Keppel Data Centres, a wholly-owned subsidiary of Keppel Telecommunications & Transportation (Keppel T&T), has invested US$10 million (S$13.5 million) in Californian startup Nautilus Data Technologies.
Nautilus successfully tested its waterborne data center prototype back in 2015, and plans to launch its first commercial facility at Mare Island Naval Shipyard in Northern California early next year.
Bon voyage
“This strategic investment in Nautilus will allow Keppel Data Centres to benefit from the development of innovative and sustainable data center technology that has great potential for broader commercial application,” Mr Wong Wai Meng, CEO of Keppel Data Centres, said.

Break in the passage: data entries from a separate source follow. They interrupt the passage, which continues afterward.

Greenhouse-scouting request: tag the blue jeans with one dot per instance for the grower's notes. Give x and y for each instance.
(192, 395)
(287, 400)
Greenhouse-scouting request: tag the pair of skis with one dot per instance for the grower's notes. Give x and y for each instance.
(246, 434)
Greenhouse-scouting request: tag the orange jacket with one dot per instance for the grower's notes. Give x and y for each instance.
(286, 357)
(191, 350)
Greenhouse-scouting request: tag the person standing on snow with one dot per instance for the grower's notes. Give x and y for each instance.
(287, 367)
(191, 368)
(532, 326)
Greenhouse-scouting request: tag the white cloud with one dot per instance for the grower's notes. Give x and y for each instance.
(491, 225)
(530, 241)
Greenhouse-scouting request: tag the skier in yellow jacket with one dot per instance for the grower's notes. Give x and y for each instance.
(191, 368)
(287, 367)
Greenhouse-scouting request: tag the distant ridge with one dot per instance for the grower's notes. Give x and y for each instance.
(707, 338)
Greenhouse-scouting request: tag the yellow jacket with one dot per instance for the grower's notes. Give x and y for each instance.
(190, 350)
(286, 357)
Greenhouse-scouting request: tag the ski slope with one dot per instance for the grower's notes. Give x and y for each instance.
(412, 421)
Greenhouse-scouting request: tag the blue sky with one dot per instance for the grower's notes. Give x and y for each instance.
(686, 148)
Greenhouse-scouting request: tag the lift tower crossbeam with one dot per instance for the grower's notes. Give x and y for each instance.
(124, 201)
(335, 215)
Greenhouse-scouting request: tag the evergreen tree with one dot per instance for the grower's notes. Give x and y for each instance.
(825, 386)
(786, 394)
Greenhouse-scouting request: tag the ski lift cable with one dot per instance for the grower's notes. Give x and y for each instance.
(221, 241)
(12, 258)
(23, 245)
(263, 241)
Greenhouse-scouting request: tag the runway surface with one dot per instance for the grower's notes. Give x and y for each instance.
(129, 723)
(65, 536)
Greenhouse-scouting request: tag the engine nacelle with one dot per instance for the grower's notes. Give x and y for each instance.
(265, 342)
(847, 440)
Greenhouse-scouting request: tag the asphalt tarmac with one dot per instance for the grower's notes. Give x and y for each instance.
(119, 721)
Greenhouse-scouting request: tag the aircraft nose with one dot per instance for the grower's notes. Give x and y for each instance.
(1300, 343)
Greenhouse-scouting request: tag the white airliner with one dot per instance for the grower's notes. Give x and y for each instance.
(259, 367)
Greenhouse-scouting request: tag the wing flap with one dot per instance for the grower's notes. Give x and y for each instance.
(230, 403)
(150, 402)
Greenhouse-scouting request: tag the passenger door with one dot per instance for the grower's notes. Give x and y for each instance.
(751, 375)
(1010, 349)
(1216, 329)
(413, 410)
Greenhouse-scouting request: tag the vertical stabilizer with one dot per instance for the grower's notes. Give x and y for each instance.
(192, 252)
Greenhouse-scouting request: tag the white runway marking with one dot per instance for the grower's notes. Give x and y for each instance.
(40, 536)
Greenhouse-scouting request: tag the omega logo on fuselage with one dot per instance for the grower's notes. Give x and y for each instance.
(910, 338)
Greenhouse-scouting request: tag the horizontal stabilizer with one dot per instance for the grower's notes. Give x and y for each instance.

“Through this investment, we can also explore opportunities for collaboration and harnessing of synergies within the Keppel Group, for example, by tapping the Group’s capabilities and experience in the offshore and marine sector for the development of floating water-cooled data centers.”
The investment represents roughly 24.1 percent of the total issued shares in Nautilus, and comes as part of a US$25 million Series C fundraising round that saw participation of other investors from the US and Europe.
While Nautilus still has a long way to go, with next year’s 6MW floating facility marking its first foray into the commercial space, it sees the future of water cooled data centers as a bright one.
Nautilus president and CEO James Connaughton told DCD earlier this year: “In the next twenty years, every new data center is going to be water cooled. Twenty years from now, there will not be air cooled data centers, because water is a much more efficient heat transfer agent.
“Air cooling will be the niche application of the future, water will be ubiquitous. And we know this because that’s what’s happening in every other sector.”